Almost always when people use 4096-bit RSA they’re doing so because they believe RSA-4096 to be much stronger than it is. The United States’ National Institute of Standards and Technology (NIST) states that RSA-2048 gives roughly 112 bits of security and RSA-3072 gives roughly 128. There is no formal recommendation on where RSA-4096 lies, but the general consensus is that it would come in somewhere around 140 bits — 28 bits of improvement over RSA-2048. This is an improvement so marginal that it’s really not worth mentioning.
[...]
RSA-4096 is not a bad idea: it’s just, generally speaking, unnecessary. You gain very little in the way of additional resistance to brute-forcing and cryptanalysis.
— https://gnupg.org/faq/gnupg-faq.html#no_default_of_rsa4096
Many of you assume that there are no shortcuts in solving ECDSA (inherant weakness in using an elliptic curve) and compare it to RSA based on that assumption.
RSA should always be an option.
RSA keys with >2048 bits are currently incompatible with Amazon Web Services. From the Amazon CloudFront Developer Guide:
The maximum size of the public key in an SSL/TLS certificate is 2048 bits
Just thought I'd add this extra point into the conversation.
Note that the letsencrypt client also change the private key at least every 90 days when renewing certificate. If you use perfect forward secrecy, this means that an attacker as 90 days to crack to a private key (to do a MITM attack) before it becomes useless (tanks to PFS an attacker cannot find the session symmetric secret key afterwards).
The US Gov is starting to recommend 3072. So there are now starting to get standards/recommendations for things longer than 2048.
https://www.iad.gov/iad/programs/iad-initiatives/cnsa-suite.cfm
(Excuse the DoD CA which browsers don't trust)
@nitmir Except that barely anyone is changing their private key every 90 days as well, so the brute forcing on the grabbed captures can just continue on where it left off..

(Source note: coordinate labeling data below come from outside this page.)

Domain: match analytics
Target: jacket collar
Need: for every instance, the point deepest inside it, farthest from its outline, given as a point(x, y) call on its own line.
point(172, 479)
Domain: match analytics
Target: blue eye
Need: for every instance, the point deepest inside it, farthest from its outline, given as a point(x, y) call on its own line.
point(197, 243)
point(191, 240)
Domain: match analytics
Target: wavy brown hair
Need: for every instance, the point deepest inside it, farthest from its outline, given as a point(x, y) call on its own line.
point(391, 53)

@jult I am fairly certain that Certbot does that automatically, which was their point.
Ah, I was not even aware of that. Thought they'd do that only once, the first time, on each server. Apparently not indeed. Different for the Diffie-Hellman keys though, but they take looong to be generated for 4096, so that's to be expected.
Yes, they are. To bypass currently, you have to use the manual plugin. An option is on the way for reusing a key though, but that won’t be the default.
Agree. 4096 length should be the default rsa-key-size.
Everyone says: You cannot crack a 2048 bit key today.
But what is if you have information that still has to be secret in 20 Years? That's the important thing. It's not about today, data can be saved and cracked later. While this is not critical for most data it's critical for some data and there's the problem.
People who were interested in this issue, please see #2080 where I discuss various issues about recommendations and security models with other people (including the long-term secrecy issue that @cromefire brought up here). Hopefully this will address some of your questions and interests about the keylength defaults.